Will the economy go into recession this year? Will the British electorate vote for Brexit? These are just two of the questions everyone would love to know the answer to and there is an army of people willing to forecast them. But is their track record at forecasting any good? For some of the big picture questions, would it help with investment decisions if the future was known with any certainty? The answer, alas, is that pundits frequently get it wrong.
To become a forecaster, you have to make two choices. First, choose the area you want to specialise in to become an “expert”. Second, decide if you are a conventional or an extreme forecaster. Conventional forecasters make forecasts that are not far off consensus, whereas extreme forecasters make wild predictions.
The key to success for conventional forecasters is to make sure their prediction is not far from the herd. Keynes, the British economist, captured this when he said “worldly wisdom teaches that it is better for reputation to fail conventionally than to succeed unconventionally”. The industry is full of consensus forecasts.

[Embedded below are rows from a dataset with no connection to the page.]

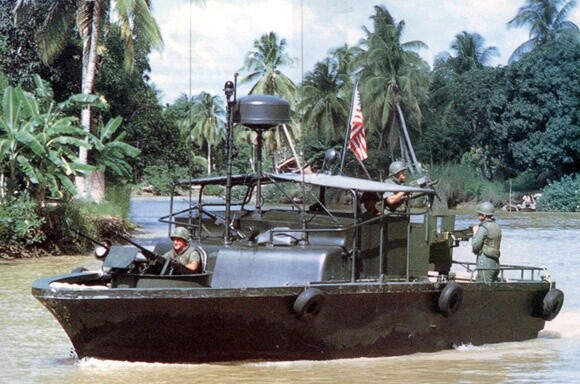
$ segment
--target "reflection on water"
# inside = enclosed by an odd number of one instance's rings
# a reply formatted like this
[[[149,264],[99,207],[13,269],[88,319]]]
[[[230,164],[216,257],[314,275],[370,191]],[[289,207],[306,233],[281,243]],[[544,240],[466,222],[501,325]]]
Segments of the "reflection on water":
[[[167,199],[134,201],[140,238],[167,235],[157,217]],[[78,266],[96,269],[91,256],[0,262],[0,383],[568,383],[580,368],[580,215],[500,213],[502,259],[509,264],[545,265],[565,294],[560,315],[540,337],[520,343],[411,356],[300,362],[231,364],[144,364],[71,355],[71,344],[52,315],[30,295],[30,283]],[[476,224],[462,213],[457,227]],[[469,244],[455,258],[473,261]],[[509,319],[505,319],[509,321]],[[259,332],[259,330],[256,330]]]

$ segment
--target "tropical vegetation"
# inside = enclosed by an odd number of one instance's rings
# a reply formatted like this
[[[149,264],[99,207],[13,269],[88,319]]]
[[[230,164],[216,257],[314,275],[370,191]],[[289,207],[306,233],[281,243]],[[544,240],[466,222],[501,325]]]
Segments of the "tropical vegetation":
[[[135,0],[19,0],[14,13],[16,20],[32,13],[44,15],[42,22],[37,24],[35,40],[45,64],[51,63],[67,47],[71,31],[78,33],[82,47],[81,90],[82,94],[90,95],[94,93],[99,40],[112,21],[119,26],[124,47],[123,65],[127,71],[135,67],[136,44],[146,51],[163,47],[161,32],[150,8],[150,1]],[[87,105],[81,111],[81,125],[90,133],[91,124],[91,107]],[[79,160],[82,164],[88,163],[86,146],[79,147]],[[89,186],[84,175],[76,177],[76,184],[79,196],[89,198]]]
[[[421,128],[420,103],[429,84],[429,66],[417,50],[426,45],[402,42],[405,22],[397,22],[384,6],[375,6],[371,20],[374,28],[365,28],[367,38],[362,44],[366,49],[360,61],[369,131],[375,129],[379,136],[378,150],[384,145],[391,158],[403,158],[420,171],[409,131]]]
[[[509,63],[521,59],[543,44],[577,38],[578,26],[567,20],[574,7],[575,0],[526,0],[525,5],[508,22],[508,27],[528,27],[530,39],[516,48]]]
[[[162,105],[149,83],[148,55],[163,46],[150,6],[0,3],[0,207],[31,218],[18,226],[2,221],[2,241],[42,243],[56,236],[47,212],[82,220],[80,209],[98,206],[93,198],[126,201],[109,191],[126,193],[128,185],[166,193],[177,179],[225,172],[226,101],[201,92]],[[263,168],[292,157],[292,141],[314,168],[326,149],[336,149],[348,174],[383,179],[386,164],[404,160],[414,176],[438,178],[451,206],[501,205],[509,183],[516,193],[542,192],[539,209],[578,211],[580,32],[567,19],[575,6],[525,0],[508,27],[529,29],[530,39],[498,67],[490,66],[497,48],[458,31],[430,68],[419,54],[425,44],[406,41],[405,21],[385,6],[374,7],[359,44],[337,46],[300,82],[286,75],[297,63],[288,41],[276,31],[257,36],[240,58],[240,83],[292,108],[288,127],[264,133]],[[355,87],[368,143],[362,165],[344,148]],[[255,132],[235,130],[235,171],[255,168],[255,140]],[[84,187],[89,175],[106,194],[89,198],[87,189],[96,190]]]

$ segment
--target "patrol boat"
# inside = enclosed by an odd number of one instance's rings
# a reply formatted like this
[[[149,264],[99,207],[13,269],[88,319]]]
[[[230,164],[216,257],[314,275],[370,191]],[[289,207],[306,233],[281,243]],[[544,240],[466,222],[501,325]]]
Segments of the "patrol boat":
[[[502,265],[499,281],[478,282],[475,264],[453,261],[453,248],[471,231],[434,212],[427,180],[397,186],[333,174],[328,166],[268,173],[260,162],[255,173],[231,173],[233,124],[258,133],[260,158],[262,133],[288,120],[283,99],[228,96],[227,175],[180,183],[198,195],[160,219],[190,231],[202,273],[160,275],[159,254],[169,245],[148,249],[129,239],[97,247],[99,271],[32,284],[79,358],[393,356],[533,339],[558,315],[564,294],[544,269]],[[216,189],[223,201],[205,196]],[[399,191],[415,203],[361,219],[363,192]]]

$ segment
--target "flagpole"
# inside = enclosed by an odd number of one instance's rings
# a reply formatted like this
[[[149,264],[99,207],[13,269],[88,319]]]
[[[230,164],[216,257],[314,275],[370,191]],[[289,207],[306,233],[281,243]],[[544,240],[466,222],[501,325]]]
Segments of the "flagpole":
[[[352,112],[354,109],[354,100],[356,97],[357,89],[358,89],[358,80],[356,81],[352,89],[352,100],[350,101],[350,113],[348,114],[348,120],[346,121],[346,136],[344,137],[344,145],[342,146],[342,157],[340,159],[339,175],[342,175],[344,170],[344,162],[346,160],[346,150],[348,149],[348,139],[350,138],[350,119],[352,119]]]
[[[369,180],[372,180],[371,175],[369,174],[369,171],[367,170],[367,167],[365,167],[365,165],[363,164],[362,160],[359,159],[358,157],[354,157],[356,159],[356,161],[358,161],[360,167],[362,168],[362,170],[365,172],[365,174],[367,175],[367,177],[369,178]]]

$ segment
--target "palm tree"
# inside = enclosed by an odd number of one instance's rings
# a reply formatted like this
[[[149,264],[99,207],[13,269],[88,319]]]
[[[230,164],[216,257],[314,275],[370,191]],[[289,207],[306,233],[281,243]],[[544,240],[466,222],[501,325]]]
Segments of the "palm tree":
[[[182,120],[182,129],[189,129],[190,140],[199,147],[207,146],[207,174],[211,174],[211,148],[225,137],[225,107],[219,96],[202,92],[192,100],[191,117]],[[194,122],[192,124],[192,122]]]
[[[203,2],[201,0],[191,0]],[[132,70],[134,65],[134,46],[137,41],[146,49],[163,48],[159,27],[151,13],[151,0],[18,0],[15,13],[22,16],[28,10],[43,9],[46,18],[40,26],[37,39],[45,63],[49,63],[64,47],[70,31],[78,32],[82,41],[82,80],[83,94],[94,93],[94,81],[97,71],[99,39],[111,23],[111,14],[119,24],[125,44],[124,66]],[[91,131],[91,110],[85,107],[81,111],[81,125],[87,133]],[[80,148],[79,159],[87,163],[88,149]],[[76,180],[77,194],[88,199],[86,179]]]
[[[250,94],[276,95],[288,100],[291,105],[294,104],[296,85],[280,70],[281,67],[296,62],[286,52],[286,46],[286,39],[278,40],[274,32],[263,34],[260,39],[254,41],[255,51],[247,53],[244,67],[240,70],[249,72],[240,80],[240,84],[255,82]],[[277,152],[282,147],[278,127],[265,132],[264,136],[266,149],[272,154],[276,167]]]
[[[339,137],[348,119],[348,100],[344,98],[344,81],[332,58],[316,63],[304,77],[298,106],[303,111],[303,124],[326,139]],[[322,140],[323,142],[328,140]]]
[[[438,60],[446,60],[453,71],[461,75],[472,69],[482,69],[489,64],[494,56],[499,56],[496,47],[485,47],[485,39],[479,33],[462,31],[455,35],[451,43],[451,49],[455,56],[444,53],[438,56]]]
[[[348,84],[349,87],[353,85],[352,78],[360,71],[359,67],[359,57],[363,50],[358,47],[349,47],[344,44],[330,51],[330,57],[332,57],[337,64],[337,76],[342,80],[344,84]]]
[[[576,6],[575,0],[526,0],[526,4],[518,9],[516,16],[508,22],[508,27],[530,28],[530,39],[512,53],[509,63],[513,63],[536,46],[564,37],[578,39],[578,26],[566,20]]]
[[[300,87],[298,110],[303,114],[303,124],[327,144],[346,131],[358,53],[358,48],[346,45],[335,49],[330,57],[315,64]]]
[[[388,137],[393,158],[399,144],[400,156],[409,155],[420,172],[404,111],[411,113],[411,125],[418,130],[421,125],[419,100],[426,95],[429,77],[428,64],[414,50],[427,46],[422,41],[402,43],[405,22],[397,23],[384,6],[375,6],[375,12],[371,17],[374,31],[365,27],[367,36],[362,41],[367,48],[361,55],[362,103],[369,116],[365,126],[377,127],[381,138]],[[382,140],[379,147],[381,145]]]
[[[255,82],[250,94],[277,95],[290,102],[294,100],[296,85],[280,70],[296,62],[286,52],[287,45],[286,39],[278,41],[274,32],[263,34],[254,41],[255,51],[247,53],[244,67],[240,70],[249,72],[240,84]]]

Extreme forecasters make wild and controversial predictions. But the key to success, as one economist once put it, is to “never put a timeframe on it. One day you will be right.” Another trick often employed by extreme forecasters is the use of the words “might” and “could”. They say “the oil price might go to $10”. That is a wild forecast. But it has no timeframe and it might happen, just as one day you might win the lottery.
So, becoming a forecaster is not that difficult: familiarise yourself with a topic, decide whether you want to hug the consensus or go out on a limb.
Pundits make predictions on a range of topics, but how good is their track record?
Take economic growth. Growth in the UK is expected to be, on average, 2.1 per cent in 2016 according to 50 economists. The highest forecast is 2.7 per cent and the lowest is 1.5 per cent. Not one is predicting a recession. Conventional forecasters are in good company in the field of forecasting growth. A study by the IMF shows that, in 2008 and 2009, not a single prediction was made for a recession, yet there were 13 and 49 recessions globally in 2008 and 2009 respectively. Ironically, the study was conducted by the IMF, a serial forecaster of economic growth.
Even if growth could be forecast with accuracy, how important is it in making investment decisions? The short answer is that it is not. Research shows economic growth has a poor relationship with equity market performance. The fact that an economy is growing is no guarantee that the equity market will perform well. So economic growth is not only impossible to predict, but knowing what growth will be is not helpful.
What about the oil price? Oil analysts are predicting that oil will finish the year at $47 in 2016. The highest prediction is $70 and the lowest is $38. Not a single one of them is predicting a decline. Further, it is illuminating that the difference between the highest and lowest prediction is as small as $32 for an asset class that has suffered huge swings. Those same oil analysts predicted the oil price would end 2015 at $70. In fact it came in at $37, but they live to make another prediction.
There are many examples in the world of forecasts that have gone wrong or events that nobody forecast. Forecasting is inherently difficult, yet there is a market for it. As long as there are unanswered questions, there will be lots of interest in what might happen.
I am not intending to bash forecasters. They are among the first to acknowledge how difficult it is to predict outcomes, and those who do not should be dismissed outright. The good ones frequently present arguments for and against a particular view and talk about the probability of outcomes. That is the way the world works. The only thing we know with any degree of certainty is what has happened in the past, and even that, at times, is impossible to know for sure.